Two girls broke into a boat shed and procured a rowing boat and proceeded to row to the crash site. A boy in another boat followed. By this time Mohr was at the point of drowning, his parachute pack had sunk and he was going under with it. At the same time his young rescuers arrived and thrust an oar into the water, which Mohr immediately clung to before losing consciousness. It is not clear whether the three pulled him into the boat or held him on the side, but Mohr remained unconscious. On the shore we was taken to a German hospital where he became the last MIA of the 9AF, at least for a few hours. He was liberated later and sent to an American military hospital as the war in Europe ended.

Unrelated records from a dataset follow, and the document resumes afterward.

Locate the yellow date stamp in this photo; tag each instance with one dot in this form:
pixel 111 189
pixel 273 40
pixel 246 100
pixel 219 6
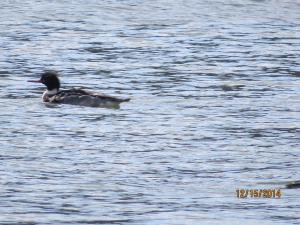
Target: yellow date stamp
pixel 258 193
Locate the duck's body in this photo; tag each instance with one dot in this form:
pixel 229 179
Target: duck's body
pixel 75 96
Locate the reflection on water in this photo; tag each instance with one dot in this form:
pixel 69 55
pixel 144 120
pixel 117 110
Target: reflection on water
pixel 214 108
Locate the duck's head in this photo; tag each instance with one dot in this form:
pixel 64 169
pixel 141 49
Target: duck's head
pixel 49 79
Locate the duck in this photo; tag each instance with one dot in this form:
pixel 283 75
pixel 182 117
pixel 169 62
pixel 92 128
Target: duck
pixel 74 96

‘29150 became the last P47 combat mission loss in the ETO and this ironically led to its survival. During the summer of 1945, a large part of the surviving P47’s were unceremoniously scrapped, although the surviving nineteen P47’s from the 511FS were flown to an airfield near Paris and delivered to the French. Its loss on 8 May has meant ‘29150 is undoubtedly one of the most historic P47’s in existence.